Twenty-five years ago, the Union of Concerned Scientists and more than 1700 independent scientists, including the majority of living Nobel laureates in the sciences, penned the 1992 “World Scientists’ Warning to Humanity”.
These concerned professionals called on humankind to curtail environmental destruction and cautioned that “a great change in our stewardship of the Earth and the life on it is required, if vast human misery is to be avoided.”
In their manifesto, they showed that humans were on a collision course with the natural world.
They expressed concern about current, impending, or potential damage on planet Earth involving ozone depletion, freshwater availability, marine life depletion, ocean dead zones, forest loss, biodiversity destruction, climate change, and continued human population growth.
They proclaimed that fundamental changes were urgently needed to avoid the consequences our present course would bring.
The authors of the 1992 declaration feared that humanity was pushing Earth’s ecosystems beyond their capacities to support the web of life.
They described how we are fast approaching many of the limits of what the biosphere can tolerate without substantial and irreversible harm.

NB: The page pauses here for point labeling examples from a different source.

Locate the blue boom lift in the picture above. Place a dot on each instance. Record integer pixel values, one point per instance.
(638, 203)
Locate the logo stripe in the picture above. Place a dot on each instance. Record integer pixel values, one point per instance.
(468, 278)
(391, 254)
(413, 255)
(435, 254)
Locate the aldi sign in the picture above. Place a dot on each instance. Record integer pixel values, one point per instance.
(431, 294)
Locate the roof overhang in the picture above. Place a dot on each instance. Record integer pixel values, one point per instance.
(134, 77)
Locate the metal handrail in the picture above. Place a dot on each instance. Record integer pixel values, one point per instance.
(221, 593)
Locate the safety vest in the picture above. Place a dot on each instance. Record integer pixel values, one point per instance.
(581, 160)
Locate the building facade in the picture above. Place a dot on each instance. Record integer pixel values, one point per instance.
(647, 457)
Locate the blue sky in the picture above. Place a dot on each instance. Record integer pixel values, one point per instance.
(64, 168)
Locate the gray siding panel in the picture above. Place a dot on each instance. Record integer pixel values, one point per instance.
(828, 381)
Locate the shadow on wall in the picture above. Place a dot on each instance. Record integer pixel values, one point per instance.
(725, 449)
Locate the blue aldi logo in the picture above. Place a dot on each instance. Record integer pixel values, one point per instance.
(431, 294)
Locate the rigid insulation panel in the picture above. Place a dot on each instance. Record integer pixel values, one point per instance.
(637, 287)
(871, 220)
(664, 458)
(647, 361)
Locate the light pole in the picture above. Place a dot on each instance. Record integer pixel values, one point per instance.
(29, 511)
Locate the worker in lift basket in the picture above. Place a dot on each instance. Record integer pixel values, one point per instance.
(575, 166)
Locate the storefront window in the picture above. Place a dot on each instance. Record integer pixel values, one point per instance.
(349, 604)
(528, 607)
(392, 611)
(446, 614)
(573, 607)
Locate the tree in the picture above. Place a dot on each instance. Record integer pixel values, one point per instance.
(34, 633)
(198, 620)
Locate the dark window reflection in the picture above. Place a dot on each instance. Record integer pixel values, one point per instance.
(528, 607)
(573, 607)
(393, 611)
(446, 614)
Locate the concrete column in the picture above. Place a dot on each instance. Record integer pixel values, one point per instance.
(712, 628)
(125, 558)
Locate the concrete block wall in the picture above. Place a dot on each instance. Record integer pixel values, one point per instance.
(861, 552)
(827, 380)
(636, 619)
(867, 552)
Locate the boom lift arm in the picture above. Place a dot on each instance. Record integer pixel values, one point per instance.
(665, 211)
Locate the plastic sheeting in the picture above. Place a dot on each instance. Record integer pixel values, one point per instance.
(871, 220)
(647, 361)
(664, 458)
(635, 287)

The scientists pleaded that we stabilize the human population, describing how our large numbers—swelled by another 2 billion people since 1992, a 35 percent increase—exert stresses on Earth that can overwhelm other efforts to realize a sustainable future (Crist et al. 2017).
They implored that we cut greenhouse gas (GHG) emissions and phase out fossil fuels, reduce deforestation, and reverse the trend of collapsing biodiversity.